How do you get a low to no money down loan?
First, talk with a qualified company that has experience with 100% financing and first time home buyers.
Check local mortgage Web sites to see some innovative programs.
Second, find out how much you can afford based on your monthly income and budget.
It is a good idea to add in all of your expenses so you are leaving room for entertainment.
Yes, many people sacrifice a bit of their ?Pleasure? expenditures when buying their first home.
You will not be alone in this respect.
Don?t forget the tax deduction you will receive as a home owner, in most cases.
The tax savings should improve your monthly cash flow.
Third, get a good credit check up.
You can visit http://www.freecreditreport.com and obtain a credit report on yourself.
You should obtain the credit score version because they will be important on most 100% financing programs.
Your scores should be somewhere above 640 or more to qualify for most programs, though some programs allow lower scores than that.
Forth, obtain a pre approval letter from your lender or broker so you can present this to your Realtor when shopping for your home.
Make sure the terms and costs are accurate so you don?t have any surprises at the closing table.
Fifth, don?t bite off a larger payment than you can afford.
Many times, lenders allow you to spend 50% to 55% of your monthly gross income on your credit items.
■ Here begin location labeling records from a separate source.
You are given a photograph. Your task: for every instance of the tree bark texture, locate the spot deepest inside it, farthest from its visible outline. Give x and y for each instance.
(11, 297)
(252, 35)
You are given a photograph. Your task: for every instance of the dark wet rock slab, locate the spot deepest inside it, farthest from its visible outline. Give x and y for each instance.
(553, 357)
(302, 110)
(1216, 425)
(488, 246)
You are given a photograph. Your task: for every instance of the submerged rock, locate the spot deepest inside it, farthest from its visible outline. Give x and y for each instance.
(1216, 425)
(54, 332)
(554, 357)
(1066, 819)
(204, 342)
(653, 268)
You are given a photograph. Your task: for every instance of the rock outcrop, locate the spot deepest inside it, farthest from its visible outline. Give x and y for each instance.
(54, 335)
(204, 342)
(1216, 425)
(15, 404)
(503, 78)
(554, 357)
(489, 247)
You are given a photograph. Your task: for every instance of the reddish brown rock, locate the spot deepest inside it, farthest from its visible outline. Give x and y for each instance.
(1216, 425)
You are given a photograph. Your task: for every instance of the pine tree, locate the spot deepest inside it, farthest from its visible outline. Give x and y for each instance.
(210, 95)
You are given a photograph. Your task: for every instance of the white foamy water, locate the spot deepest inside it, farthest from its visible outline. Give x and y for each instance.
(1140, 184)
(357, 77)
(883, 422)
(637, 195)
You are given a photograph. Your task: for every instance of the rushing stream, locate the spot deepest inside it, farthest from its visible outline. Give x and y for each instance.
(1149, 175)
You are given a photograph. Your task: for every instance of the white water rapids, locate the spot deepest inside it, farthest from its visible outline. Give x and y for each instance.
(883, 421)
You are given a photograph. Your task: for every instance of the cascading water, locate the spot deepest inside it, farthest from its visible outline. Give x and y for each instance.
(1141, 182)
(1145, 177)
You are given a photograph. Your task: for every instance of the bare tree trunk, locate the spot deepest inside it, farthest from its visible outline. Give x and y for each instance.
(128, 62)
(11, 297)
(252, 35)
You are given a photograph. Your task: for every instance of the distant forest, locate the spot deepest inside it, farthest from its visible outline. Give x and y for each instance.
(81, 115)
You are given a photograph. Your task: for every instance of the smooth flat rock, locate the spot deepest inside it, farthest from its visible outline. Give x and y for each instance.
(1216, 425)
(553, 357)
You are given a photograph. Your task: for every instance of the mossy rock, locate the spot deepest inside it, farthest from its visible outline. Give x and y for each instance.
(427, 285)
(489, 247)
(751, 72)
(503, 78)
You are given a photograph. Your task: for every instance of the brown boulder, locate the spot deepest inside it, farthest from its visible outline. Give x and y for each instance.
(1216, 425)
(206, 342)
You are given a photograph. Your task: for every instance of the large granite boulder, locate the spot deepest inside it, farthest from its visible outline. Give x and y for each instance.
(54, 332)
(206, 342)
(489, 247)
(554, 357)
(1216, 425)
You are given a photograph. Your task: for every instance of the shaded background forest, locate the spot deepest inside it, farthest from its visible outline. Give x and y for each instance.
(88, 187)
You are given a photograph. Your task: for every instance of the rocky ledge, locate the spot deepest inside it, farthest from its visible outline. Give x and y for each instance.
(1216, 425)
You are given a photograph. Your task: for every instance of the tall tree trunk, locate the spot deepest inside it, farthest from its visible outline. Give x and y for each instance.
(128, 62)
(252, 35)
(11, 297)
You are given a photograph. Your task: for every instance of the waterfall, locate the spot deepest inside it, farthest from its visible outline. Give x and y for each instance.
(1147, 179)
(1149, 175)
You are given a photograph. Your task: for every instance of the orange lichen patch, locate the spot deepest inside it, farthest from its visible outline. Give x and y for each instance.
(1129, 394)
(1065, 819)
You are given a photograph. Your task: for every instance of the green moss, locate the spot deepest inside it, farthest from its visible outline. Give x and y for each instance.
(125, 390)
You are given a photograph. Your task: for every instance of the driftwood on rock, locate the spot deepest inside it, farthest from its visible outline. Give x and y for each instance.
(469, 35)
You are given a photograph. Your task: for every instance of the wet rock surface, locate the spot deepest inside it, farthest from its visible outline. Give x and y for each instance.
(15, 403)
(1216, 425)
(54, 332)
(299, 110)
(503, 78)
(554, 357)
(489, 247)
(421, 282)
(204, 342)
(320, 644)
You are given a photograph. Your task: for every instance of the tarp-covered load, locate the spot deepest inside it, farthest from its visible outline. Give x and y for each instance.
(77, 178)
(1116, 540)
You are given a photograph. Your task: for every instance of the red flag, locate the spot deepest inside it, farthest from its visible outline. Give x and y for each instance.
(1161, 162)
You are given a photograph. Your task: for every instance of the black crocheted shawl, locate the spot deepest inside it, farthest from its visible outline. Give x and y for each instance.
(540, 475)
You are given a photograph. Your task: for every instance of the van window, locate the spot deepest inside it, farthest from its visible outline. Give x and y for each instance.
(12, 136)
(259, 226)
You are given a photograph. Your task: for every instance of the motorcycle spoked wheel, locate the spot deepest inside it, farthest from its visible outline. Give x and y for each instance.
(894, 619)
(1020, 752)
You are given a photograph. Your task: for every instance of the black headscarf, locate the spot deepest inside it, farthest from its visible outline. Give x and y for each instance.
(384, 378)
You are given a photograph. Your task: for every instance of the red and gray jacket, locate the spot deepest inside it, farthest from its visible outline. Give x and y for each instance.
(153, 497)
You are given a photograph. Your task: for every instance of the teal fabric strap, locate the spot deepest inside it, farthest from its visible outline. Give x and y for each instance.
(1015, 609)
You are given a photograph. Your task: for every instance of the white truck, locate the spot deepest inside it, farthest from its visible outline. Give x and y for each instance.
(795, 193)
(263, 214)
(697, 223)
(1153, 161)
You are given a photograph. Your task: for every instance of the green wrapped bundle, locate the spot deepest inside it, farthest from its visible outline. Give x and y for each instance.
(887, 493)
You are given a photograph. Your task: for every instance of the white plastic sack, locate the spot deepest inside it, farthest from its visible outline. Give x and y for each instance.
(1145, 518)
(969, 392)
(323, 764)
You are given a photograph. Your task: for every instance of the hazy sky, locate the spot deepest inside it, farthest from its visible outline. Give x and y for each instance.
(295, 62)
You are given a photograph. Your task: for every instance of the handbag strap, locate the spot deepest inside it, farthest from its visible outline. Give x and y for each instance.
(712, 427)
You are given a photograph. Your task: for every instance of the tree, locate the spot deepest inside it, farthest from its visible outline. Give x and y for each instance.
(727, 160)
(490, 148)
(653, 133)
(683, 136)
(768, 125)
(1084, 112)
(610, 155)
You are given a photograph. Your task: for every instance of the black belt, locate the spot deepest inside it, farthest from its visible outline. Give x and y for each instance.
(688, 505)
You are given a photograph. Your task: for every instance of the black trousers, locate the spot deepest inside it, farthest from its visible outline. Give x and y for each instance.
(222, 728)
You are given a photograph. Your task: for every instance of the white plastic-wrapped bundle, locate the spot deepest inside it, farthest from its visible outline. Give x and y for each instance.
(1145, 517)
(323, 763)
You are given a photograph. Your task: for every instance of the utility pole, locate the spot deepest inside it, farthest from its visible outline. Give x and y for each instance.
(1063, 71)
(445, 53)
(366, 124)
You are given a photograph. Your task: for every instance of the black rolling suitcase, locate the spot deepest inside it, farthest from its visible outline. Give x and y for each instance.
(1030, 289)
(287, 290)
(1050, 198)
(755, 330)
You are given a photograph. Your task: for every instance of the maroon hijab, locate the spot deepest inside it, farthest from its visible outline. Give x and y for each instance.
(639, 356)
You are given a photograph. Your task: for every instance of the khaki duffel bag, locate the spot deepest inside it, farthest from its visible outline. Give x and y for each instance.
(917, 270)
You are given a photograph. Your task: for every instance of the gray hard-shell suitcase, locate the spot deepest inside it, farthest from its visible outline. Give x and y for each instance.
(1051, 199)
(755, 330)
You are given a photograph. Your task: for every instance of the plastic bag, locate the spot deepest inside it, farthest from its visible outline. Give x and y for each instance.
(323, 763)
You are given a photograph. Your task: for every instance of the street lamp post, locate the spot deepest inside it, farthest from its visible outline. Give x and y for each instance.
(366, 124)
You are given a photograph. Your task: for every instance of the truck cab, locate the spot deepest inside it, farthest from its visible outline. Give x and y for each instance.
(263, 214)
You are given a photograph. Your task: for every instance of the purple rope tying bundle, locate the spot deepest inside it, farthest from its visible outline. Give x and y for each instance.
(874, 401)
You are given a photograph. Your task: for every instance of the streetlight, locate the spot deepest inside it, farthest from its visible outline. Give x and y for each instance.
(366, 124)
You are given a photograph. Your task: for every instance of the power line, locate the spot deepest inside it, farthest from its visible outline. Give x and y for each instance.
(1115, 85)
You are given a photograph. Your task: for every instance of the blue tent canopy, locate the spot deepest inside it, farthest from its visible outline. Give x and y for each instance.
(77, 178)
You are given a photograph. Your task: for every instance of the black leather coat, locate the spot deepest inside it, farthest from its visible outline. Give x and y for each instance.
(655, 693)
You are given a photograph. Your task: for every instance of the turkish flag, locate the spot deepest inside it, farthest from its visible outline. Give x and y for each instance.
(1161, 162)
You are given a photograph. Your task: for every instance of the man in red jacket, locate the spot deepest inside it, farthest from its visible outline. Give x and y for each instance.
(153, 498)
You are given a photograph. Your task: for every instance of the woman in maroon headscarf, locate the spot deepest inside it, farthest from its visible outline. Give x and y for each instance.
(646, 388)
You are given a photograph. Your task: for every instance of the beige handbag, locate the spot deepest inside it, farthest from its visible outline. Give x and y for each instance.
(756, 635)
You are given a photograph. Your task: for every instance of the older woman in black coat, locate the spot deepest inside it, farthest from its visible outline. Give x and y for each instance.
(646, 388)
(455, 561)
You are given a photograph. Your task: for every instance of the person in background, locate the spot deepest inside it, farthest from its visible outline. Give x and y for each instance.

This doesn?t always leave much for essentials like groceries and utilities.
Lastly, remember the first year of home ownership is usually the toughest.
After a year or two, you can generally refinance your home loan into one loan that may be a better interest rate, depending on where interest rates are at the time of refinancing.
The plan is to eventually have equity and start your nest egg growing.
About The Author
Pete Wagner writes for California Mortgages Online ( http://www.californiamortgagesonline.com ). Learn more about California second mortgages at http://www.californiamortgagesonline.com/credit-solutions.html.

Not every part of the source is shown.